The Sushi Syndrom
In our work at the Virtual Happiness Institute we believe that we’ve found what makes people unhappy online. It’s not information overload. Information overload simply doesn’t exist. But there is something that we call the Sushi Syndrom. The tendency to eat it all, when you should really be picking one or two? Let me explain this by the way we look at email.
From mail to email
When you entered the job market, mail was fysical. It came in, once or twice a day. And it came in small packages or in envelopes. When the pile on your desk became too high, you hired an assistant. Or you welcomed a new colleague.
Nowadays, mail is digital. You simply can’t see that the pile is getting bigger and bigger. And there’s no way on earth that you will get an asssistant. If you’re lucky you’ll get an out –of-office assistant when you go on holiday.
But because you think that you should nail each and every email, that you should log every blog or that you feel that you need to read every tweet, that’s what makes you perceive an information overload.

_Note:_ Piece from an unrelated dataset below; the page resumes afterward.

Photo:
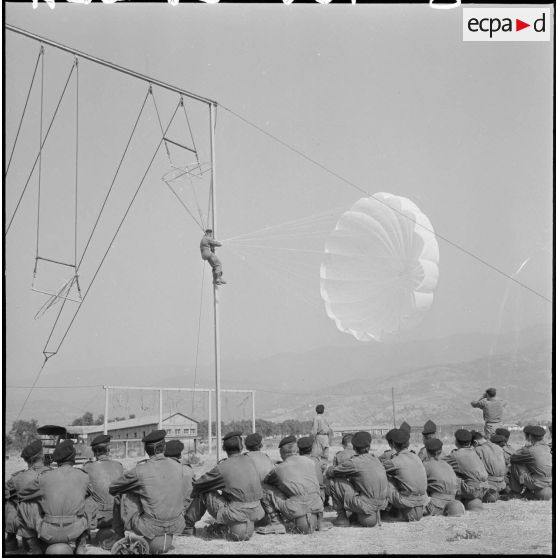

You all have been to a sushi bar right? You have a seat and you see all those gorgeous little sushi rolls pass you by. And once in a while you pick one and enjoy it to the fullest. You don’t enter the bar and start eating everything on the menu. And if you did, you would become sick and definitely would experience sushi overload.
Filters
The solution as you may all know, lies in the use of filters. We don’t need another Facebook, Twitter of Foursquare. We need to use those tools properly. We need digital curators, we need virtual boyscouts and we need a network to guide us.
Education
We’re now in the unique situation that children in classrooms today have access to more information than their teachers do. Yet, these teachers are educating them the way we were taught to use the phonebook. It’s fysical thinking, which means it’s linear and it’s based on an hierarchiy of authority. Where it should be digital thinking, wich makes it asyncronic and based on a network of reputations.
I’m advocating for a digital media literacy that has the same importance as proper diet education.